Morgan Zangrossi
Serie “In-prospettive”
Anno 2019
Tecnica mista, resina, metallo bianco e ossido di rame, cm 50x50x4
In In-prospettive 2 Morgan Zangrossi propone un contrasto cromatico e materico ancor più vivido e poetico, dove il freddo e lucido argento piombo dei componenti elettronici si accosta a una superficie irregolare, ruvida e corrosa, rivestita da una patina ossidata di un verde turchese intenso, tipico del rame ossidato.
Questo colore verde, simile a quello dei tetti delle antiche cattedrali, aggiunge alla composizione una dimensione sacra e senza tempo, evocando suggestioni che trascendono il materiale stesso per entrare in una dimensione quasi spirituale. Il “coperchio” che nasconde il cuore tecnologico dell’opera appare corroso e aperto in modo spontaneo e non artificiale, come strappato dal tempo, lasciando emergere ciò che si cela sotto.
La composizione è misteriosa e raffinata, dove l’ordine geometrico degli elementi elettronici si confronta con la vitalità caotica e naturale della ruggine, simbolo di memoria e trasformazione. Ancora una volta, Zangrossi invita a guardare oltre la superficie apparente per scoprire l’essenza nascosta, con un messaggio forte contro i giudizi affrettati e superficiali.
Morgan Zangrossi
Morgan Zangrossi, nato a Rovigo nel 1974, è un artista che ha saputo trasformare oggetti tecnologici ormai obsoleti in veri e propri reperti di un’archeologia futura. Attraverso un processo di ossidazione e ruggine, che diventa protagonista delle sue opere, Zangrossi dona nuova vita a componenti elettronici dismessi, restituendo loro una memoria che altrimenti andrebbe perduta.
La ruggine, nelle sue mani, non è solo corrosione: è materia viva, carica di sfumature e storie, simbolo di un passato che diventa sacro e poetico. Il contrasto tra la freddezza e il lucido metallo dei circuiti e la superficie ruvida e organica delle ossidazioni crea un dialogo intenso tra natura e tecnologia, fra vita e decadenza.
Nella serie In-prospettive, la presenza dell’hardware si fa gradualmente più sottile, quasi nascosta sotto involucri irregolari e strappati, come fossero squarci in cui intravedere la complessità dell’interiorità umana. L’opera diventa così metafora della difficoltà di vedere oltre le apparenze, di cogliere la profondità e le esperienze che formano la nostra identità.
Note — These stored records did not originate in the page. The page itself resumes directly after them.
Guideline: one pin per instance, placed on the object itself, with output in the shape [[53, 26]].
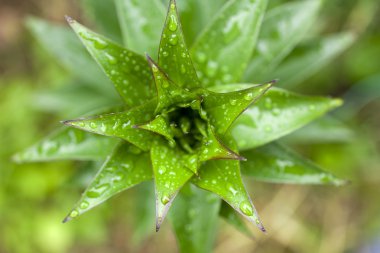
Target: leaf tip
[[69, 19]]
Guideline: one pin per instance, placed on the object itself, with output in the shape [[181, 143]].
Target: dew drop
[[173, 25], [83, 205], [74, 214], [165, 199], [248, 96], [173, 39], [161, 170], [211, 68], [111, 59], [246, 208]]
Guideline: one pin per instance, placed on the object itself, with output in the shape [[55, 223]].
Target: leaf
[[223, 50], [128, 71], [171, 172], [121, 125], [68, 144], [203, 10], [60, 42], [223, 108], [168, 93], [284, 27], [230, 216], [103, 14], [278, 113], [277, 164], [124, 169], [310, 58], [194, 216], [173, 54], [323, 130], [223, 178], [141, 24]]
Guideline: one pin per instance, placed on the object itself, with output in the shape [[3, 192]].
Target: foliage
[[205, 148]]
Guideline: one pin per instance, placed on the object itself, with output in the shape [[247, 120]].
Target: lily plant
[[192, 118]]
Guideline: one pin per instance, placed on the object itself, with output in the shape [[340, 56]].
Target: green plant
[[191, 127]]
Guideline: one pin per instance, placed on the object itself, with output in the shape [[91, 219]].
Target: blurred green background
[[35, 197]]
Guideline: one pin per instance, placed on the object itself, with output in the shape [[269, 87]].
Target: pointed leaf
[[278, 164], [121, 125], [213, 148], [277, 113], [223, 108], [225, 47], [170, 174], [223, 178], [122, 170], [60, 42], [159, 126], [311, 57], [169, 94], [230, 216], [194, 218], [284, 27], [173, 55], [68, 144], [127, 70], [141, 23], [103, 15]]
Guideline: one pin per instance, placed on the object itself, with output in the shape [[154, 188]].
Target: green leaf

Zangrossi si ispira alla lezione degli spazialisti e alla poetica di Fontana e Pomodoro, proponendo un’arte che è al contempo archeologica e futuristica, che si interroga sulla memoria collettiva e sull’impatto del digitale nella società contemporanea. La sua ricerca è un invito a riflettere sul tempo, sull’effimero e sull’eterno, sul valore nascosto nelle cose più umili e apparentemente abbandonate.